A Apple está desenvolvendo um recurso que vai permitir copiar um conteúdo em um iPhone e colar diretamente em um PC com Windows, e vice-versa, sem depender de nenhum aplicativo rodando constantemente em segundo plano. A mudança, por enquanto, é uma resposta direta a uma exigência feita pela Microsoft dentro da Lei dos Mercados Digitais, que obriga a Apple a abrir parte de seu ecossistema a concorrentes na União Europeia.
Como a sincronização vai funcionar
O pedido de interoperabilidade foi feito pela Microsoft através do canal oficial que a Apple mantém para desenvolvedores, por determinação da legislação europeia. Segundo a solicitação, o recurso precisa permitir a cópia de texto e outros conteúdos suportados entre iPhone e PC de forma leve e contínua, sem exigir ações manuais repetidas para iniciar a transferência a cada uso. Como resposta, a Apple propôs uma solução parecida com a que já usa para conectar o iPhone a notificações e smartwatches de outras marcas: um pareamento único entre os dispositivos, que mantém a sincronização ativa até ser desligada manualmente pelo usuário. Para funcionar, a Microsoft precisará implementar suporte ao AccessorySetupKit, componente da Apple responsável por gerenciar as permissões entre aparelhos pareados.

O que já existe hoje
Atualmente, já é possível sincronizar a Área de Transferência entre iPhone e Windows, mas apenas com um aplicativo rodando o tempo todo em segundo plano para intermediar a conexão — um método considerado pouco prático pela própria Microsoft. Do lado do Android, a solução já é mais madura: o app Vincular ao Celular permite copiar conteúdo no PC e colar no celular (e o contrário também), com rumores de que a função ainda deve ganhar suporte para múltiplos arquivos simultâneos. A proposta atual da Apple busca justamente aproximar a experiência do iPhone dessa fluidez já vista no ecossistema Android e Windows.

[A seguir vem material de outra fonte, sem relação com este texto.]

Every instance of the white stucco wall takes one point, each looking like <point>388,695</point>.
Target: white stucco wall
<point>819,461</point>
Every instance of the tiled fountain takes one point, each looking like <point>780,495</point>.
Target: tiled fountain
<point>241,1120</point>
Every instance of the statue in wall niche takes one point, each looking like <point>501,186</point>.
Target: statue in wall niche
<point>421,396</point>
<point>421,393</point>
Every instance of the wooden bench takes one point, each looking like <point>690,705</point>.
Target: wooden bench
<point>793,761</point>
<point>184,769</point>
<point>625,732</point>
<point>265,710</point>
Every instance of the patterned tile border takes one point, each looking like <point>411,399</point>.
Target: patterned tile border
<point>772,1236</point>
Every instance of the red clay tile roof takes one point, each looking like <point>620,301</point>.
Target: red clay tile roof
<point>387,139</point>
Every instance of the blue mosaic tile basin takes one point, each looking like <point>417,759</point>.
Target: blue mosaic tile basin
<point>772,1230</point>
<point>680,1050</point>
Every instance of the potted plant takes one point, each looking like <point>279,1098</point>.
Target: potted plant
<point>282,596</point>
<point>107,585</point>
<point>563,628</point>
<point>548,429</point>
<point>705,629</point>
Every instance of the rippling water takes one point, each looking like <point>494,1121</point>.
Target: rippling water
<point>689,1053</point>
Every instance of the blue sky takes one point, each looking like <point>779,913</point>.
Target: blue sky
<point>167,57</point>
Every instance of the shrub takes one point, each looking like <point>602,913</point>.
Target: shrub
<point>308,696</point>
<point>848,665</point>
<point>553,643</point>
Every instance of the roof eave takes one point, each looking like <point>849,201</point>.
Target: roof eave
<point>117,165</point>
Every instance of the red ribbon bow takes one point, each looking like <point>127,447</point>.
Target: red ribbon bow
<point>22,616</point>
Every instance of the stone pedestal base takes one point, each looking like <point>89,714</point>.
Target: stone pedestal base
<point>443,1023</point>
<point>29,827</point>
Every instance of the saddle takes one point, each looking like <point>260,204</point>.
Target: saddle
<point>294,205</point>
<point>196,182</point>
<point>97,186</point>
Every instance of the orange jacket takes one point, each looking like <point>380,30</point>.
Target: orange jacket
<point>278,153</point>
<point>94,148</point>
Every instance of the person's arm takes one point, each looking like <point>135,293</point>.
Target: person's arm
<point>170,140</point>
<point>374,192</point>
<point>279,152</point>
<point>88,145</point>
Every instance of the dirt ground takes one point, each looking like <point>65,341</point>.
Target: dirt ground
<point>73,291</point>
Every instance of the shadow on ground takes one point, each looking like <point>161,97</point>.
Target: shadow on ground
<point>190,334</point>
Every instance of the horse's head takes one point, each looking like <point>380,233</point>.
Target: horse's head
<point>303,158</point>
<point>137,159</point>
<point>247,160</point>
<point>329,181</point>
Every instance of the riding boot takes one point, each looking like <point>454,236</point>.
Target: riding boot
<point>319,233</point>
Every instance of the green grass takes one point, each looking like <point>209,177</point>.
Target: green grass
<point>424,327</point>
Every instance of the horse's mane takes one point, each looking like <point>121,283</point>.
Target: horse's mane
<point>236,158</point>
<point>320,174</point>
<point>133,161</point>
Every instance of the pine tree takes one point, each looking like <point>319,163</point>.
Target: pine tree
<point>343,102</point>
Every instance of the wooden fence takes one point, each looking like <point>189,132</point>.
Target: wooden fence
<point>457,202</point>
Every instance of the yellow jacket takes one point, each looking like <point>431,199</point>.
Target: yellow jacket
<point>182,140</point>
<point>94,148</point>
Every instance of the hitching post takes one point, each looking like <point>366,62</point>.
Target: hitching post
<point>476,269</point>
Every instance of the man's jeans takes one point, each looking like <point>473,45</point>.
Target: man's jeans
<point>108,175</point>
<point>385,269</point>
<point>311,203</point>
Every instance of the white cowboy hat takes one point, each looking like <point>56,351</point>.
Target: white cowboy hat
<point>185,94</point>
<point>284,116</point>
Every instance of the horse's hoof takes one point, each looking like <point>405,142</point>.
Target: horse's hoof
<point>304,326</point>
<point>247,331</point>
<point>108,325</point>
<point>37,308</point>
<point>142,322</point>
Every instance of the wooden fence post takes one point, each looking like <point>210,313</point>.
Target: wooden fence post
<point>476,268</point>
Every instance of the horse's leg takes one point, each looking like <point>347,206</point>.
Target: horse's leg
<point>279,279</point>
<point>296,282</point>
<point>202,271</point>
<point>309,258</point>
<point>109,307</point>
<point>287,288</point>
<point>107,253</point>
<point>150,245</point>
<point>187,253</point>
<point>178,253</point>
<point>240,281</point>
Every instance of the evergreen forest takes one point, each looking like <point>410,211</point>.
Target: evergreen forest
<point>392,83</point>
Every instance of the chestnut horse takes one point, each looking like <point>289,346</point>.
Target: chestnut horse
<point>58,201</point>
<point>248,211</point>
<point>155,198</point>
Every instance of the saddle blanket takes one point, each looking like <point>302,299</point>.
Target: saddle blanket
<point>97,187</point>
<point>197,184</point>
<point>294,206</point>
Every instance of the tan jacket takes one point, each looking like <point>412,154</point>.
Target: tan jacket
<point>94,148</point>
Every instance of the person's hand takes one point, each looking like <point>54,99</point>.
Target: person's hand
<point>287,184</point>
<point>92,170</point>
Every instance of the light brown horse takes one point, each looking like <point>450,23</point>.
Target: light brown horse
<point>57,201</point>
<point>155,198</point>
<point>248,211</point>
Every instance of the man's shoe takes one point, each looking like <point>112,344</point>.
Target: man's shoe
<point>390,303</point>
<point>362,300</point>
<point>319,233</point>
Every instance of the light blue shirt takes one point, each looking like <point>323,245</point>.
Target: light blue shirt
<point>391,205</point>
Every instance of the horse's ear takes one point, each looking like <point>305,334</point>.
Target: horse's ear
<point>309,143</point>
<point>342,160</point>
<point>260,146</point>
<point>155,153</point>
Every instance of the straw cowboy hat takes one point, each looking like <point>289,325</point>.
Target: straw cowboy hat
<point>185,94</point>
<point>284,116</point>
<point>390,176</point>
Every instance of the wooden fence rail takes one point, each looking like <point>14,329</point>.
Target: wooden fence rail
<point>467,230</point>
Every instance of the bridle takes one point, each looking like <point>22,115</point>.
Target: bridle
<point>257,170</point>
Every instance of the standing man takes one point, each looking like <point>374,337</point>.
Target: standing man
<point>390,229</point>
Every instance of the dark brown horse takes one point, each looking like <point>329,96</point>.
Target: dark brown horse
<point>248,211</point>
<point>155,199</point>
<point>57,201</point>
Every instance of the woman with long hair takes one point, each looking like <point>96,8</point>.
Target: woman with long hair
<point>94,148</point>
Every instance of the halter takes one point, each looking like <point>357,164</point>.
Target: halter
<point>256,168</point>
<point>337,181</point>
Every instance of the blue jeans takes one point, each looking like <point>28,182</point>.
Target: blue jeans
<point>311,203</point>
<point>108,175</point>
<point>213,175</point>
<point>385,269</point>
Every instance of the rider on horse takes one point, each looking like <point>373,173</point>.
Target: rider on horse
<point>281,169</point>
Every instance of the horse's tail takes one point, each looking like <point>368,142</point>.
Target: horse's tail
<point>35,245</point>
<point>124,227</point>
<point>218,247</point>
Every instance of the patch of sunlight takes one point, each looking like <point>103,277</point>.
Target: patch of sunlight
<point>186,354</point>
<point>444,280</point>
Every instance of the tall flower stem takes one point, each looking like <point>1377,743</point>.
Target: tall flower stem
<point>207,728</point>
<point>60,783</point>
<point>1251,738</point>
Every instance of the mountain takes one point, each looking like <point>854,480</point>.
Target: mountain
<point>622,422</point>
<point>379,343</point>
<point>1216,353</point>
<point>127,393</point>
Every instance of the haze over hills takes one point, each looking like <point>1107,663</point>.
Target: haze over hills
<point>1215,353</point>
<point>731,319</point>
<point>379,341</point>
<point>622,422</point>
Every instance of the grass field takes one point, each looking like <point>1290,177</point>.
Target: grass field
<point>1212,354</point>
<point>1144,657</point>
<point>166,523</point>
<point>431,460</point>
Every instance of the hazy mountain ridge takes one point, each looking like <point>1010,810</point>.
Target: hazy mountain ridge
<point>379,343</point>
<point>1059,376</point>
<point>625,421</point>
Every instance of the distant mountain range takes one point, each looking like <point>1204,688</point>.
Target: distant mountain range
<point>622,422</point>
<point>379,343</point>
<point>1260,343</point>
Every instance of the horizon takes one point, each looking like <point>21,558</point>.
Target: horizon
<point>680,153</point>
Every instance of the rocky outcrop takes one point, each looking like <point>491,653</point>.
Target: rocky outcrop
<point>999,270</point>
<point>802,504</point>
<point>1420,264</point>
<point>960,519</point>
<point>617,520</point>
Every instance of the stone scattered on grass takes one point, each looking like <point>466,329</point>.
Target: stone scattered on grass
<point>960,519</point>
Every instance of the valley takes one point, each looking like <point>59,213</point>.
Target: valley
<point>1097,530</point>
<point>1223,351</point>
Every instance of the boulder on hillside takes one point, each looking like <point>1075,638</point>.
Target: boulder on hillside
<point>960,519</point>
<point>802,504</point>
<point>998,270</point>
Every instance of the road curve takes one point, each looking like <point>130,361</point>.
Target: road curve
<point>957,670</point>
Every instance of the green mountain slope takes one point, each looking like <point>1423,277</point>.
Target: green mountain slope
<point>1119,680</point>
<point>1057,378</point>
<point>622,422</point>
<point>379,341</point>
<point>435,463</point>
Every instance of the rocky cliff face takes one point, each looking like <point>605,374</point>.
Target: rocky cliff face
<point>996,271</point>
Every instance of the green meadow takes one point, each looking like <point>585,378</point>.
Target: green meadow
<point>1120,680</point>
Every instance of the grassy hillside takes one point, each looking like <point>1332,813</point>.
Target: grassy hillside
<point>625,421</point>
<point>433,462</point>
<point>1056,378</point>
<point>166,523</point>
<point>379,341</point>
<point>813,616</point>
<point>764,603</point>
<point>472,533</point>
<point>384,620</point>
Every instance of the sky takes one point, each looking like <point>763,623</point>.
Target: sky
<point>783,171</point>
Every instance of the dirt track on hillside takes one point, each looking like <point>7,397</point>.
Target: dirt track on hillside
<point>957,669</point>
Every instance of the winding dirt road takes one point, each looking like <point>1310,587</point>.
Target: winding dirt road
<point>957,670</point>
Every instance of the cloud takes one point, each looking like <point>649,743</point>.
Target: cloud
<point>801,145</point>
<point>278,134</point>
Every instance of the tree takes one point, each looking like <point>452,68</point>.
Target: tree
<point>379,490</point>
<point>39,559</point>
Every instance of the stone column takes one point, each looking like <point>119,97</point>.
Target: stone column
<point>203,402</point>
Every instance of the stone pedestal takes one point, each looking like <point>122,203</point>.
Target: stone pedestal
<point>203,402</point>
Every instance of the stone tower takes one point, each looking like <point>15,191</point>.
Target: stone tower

Prazo e disponibilidade ainda incertos
A Apple já vinha avaliando o pedido desde março e apresentou uma proposta formal de projeto em 26 de junho. Segundo a empresa, a implementação é complexa e exige tempo: o desenvolvimento deve ser concluído entre setembro e dezembro, mas passará antes por uma fase de testes restrita antes do lançamento oficial — o que pode adiar a chegada do recurso ao público até 2028. Também não está confirmado se a função ficará restrita aos aparelhos vendidos na União Europeia, único mercado onde a Apple é legalmente obrigada a oferecer esse tipo de interoperabilidade, ou se será expandida para outras regiões, incluindo o Brasil.

Ainda que o recurso nasça por obrigação regulatória europeia, ele marca mais um passo da Apple em direção a um ecossistema menos fechado — um movimento que, se replicado em outros mercados, pode facilitar bastante a rotina de quem usa iPhone no dia a dia ao lado de um computador Windows.